Thursday 12 June 2014

UTF-8 Support w/ Java and Console

Using UTF-8 can still be difficult, as I experienced recently when I wrote an ASCII table in Java using UTF-8 box characters. The package is published now (skb-asciitable), and here is how I got UTF-8 support working.



The java compiler might need a reminder to use UTF-8. The option -encoding UTF-8 should do the trick.



Javadoc has 3 options for dealing with UTF-8 characters. encoding for the source (i.e. reading UTF-8 encoded java files), docencoding for the output (i.e. the html encoding) and charset for the output (i.e. to tell the browser what character set to use). All of these options need to be set to UTF-8. The ANT task for Javadoc has those options. So using encoding="UTF-8" docencoding="UTF-8" charset="UTF-8" should create UTF-8 html.

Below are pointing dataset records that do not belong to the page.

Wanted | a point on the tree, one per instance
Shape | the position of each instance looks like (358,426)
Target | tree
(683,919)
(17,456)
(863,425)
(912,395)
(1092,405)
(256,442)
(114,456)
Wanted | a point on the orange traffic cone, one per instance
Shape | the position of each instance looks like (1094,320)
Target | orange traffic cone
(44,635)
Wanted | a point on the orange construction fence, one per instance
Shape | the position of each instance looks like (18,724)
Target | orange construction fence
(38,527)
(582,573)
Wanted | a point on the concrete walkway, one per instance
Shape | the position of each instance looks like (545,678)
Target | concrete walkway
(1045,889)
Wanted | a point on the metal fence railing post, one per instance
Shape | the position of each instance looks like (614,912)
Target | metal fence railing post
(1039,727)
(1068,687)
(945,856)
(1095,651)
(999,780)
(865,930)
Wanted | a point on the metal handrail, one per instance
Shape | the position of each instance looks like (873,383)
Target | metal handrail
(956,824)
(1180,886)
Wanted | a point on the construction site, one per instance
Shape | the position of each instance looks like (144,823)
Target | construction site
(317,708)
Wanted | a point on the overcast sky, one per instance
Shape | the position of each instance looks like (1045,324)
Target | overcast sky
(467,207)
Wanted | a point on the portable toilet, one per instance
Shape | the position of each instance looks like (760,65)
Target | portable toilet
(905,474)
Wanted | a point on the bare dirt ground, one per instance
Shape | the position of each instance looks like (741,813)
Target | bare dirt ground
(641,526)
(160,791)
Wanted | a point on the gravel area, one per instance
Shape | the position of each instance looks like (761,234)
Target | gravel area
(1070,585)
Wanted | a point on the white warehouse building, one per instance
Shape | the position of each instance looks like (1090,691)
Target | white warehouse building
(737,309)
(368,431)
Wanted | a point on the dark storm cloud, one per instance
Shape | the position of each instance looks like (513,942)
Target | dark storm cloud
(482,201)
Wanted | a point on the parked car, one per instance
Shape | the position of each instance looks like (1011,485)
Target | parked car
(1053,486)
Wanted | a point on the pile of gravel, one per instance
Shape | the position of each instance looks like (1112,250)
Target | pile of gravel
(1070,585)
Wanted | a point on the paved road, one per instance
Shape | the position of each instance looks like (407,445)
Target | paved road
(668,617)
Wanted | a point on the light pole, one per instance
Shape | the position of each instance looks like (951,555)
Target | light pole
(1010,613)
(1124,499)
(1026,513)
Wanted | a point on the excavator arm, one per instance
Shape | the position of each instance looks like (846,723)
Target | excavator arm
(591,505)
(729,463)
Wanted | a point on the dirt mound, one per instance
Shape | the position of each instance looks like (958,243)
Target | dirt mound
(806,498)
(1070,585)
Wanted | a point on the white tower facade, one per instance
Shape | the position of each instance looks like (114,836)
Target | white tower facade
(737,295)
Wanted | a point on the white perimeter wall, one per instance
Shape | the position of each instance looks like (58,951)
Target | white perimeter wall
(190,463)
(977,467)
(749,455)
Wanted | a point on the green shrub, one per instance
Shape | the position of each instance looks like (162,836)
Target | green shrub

Editing java files requires an editor that can handle UTF-8 and being configured to do so. Otherwise all UTF-8 characters will be scrambled. In Eclipse, one can set the respective file, the project or the complete workspace to use UTF-8 encoding. The default on Windows is CP1252, so make sure to change that before opening any UTF-8 file. Simply change the text file encoding on the resource. This will also change the output of the Eclipse console to UTF (in Juno and Keppler). Other editors will have their specific way to configure for UTF file handling.


Console settings depend very much on the operating system and the terminal program used. In Windows (using cmd as shell), change the code page using this command: chcp 65001. In Cygwin, use a terminal that supports UTF-8, for instance the popular mintty. For both, the font Lucida Console supports almost all UTF-8 box drawing characters. Unix and Apple systems are usually better for UTF support.


Running a java program with UTF output might require to set the JVM to UTF as well. -Dfile.encoding=UTF-8 should do the trick.